The City Council on Tuesday approved an unusual mortgage program for first-time home-buyers that will assist families with incomes of less than $39,800 a year. The program provides a portion of the down payment and encourages buyers to purchase existing instead of new housing.
"The whole purpose is to help people who would not have any hope otherwise," said Syed Rushdy, manager of the Housing and Neighborhood Bureau.
Earlier this week, Long Beach, Garden Grove and the counties of Los Angeles and Orange jointly sold revenue bonds to generate money for first mortgages at below-market interest rates. Of Long Beach's $6.5-million share, $5 million is available only for the purchase of existing homes.
That provision could help the city gain a measure of economic stability, Rushdy said, by stimulating home sales in some of its less attractive neighborhoods, primarily downtown, the westside and the north and central areas, except for the more exclusive Bixby Knolls and California Heights neighborhoods.
On Tuesday, the council came up with another $375,000 from the city's housing development fund to provide additional loans that would reduce the buyer's down payment. Under that program, buyers would typically qualify for purchases of up to about $120,000, a modest amount considering that as of June the average price of a single-family home in the Los Angeles area rose to $182,364, according to the California Assn. of Realtors.

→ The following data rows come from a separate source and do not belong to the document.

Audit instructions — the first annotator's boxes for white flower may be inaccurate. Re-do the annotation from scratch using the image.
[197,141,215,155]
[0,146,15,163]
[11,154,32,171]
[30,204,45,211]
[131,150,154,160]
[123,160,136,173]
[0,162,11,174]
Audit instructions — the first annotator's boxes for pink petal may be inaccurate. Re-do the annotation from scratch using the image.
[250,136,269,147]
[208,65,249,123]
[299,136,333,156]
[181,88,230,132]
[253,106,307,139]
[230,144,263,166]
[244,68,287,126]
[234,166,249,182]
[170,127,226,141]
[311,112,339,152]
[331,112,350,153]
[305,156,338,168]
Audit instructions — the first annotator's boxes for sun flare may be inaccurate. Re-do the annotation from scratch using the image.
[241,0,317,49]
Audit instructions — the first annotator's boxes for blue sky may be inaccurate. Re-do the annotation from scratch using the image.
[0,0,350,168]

A buyer purchasing a home for $120,000, for example, would be required to make at least a 5% down payment--$6,000. The city would then provide an additional $13,000 loan so the first mortgage would be reduced to $101,000, about the maximum amount that the Federal Housing Administration will insure.
The city's loan would be at a lower interest rate, and buyers would not have to repay it until the house was resold or refinanced at a later date.
While most of the second-mortgage money is earmarked for existing housing, $1.5 million is for townhouses due to be constructed in north Long Beach. A Lakewood-based developer, Spongberg, Kirkland & Associates, paid the city a fee so that the loans could also be used for their project at 1731 E. 68 St., Rushdy said.
Guidelines, such as who gets the loans if there are more qualified applicants than money available, have not yet been drawn. The program will not be in place for another 60 days, city officials said, and some planning still remains.
Half of the money will go to families making no more than the median income of a family of four, or $39,800, Rushdy said. The other half of the money will go to those families making 90% of the median income, or $35,820.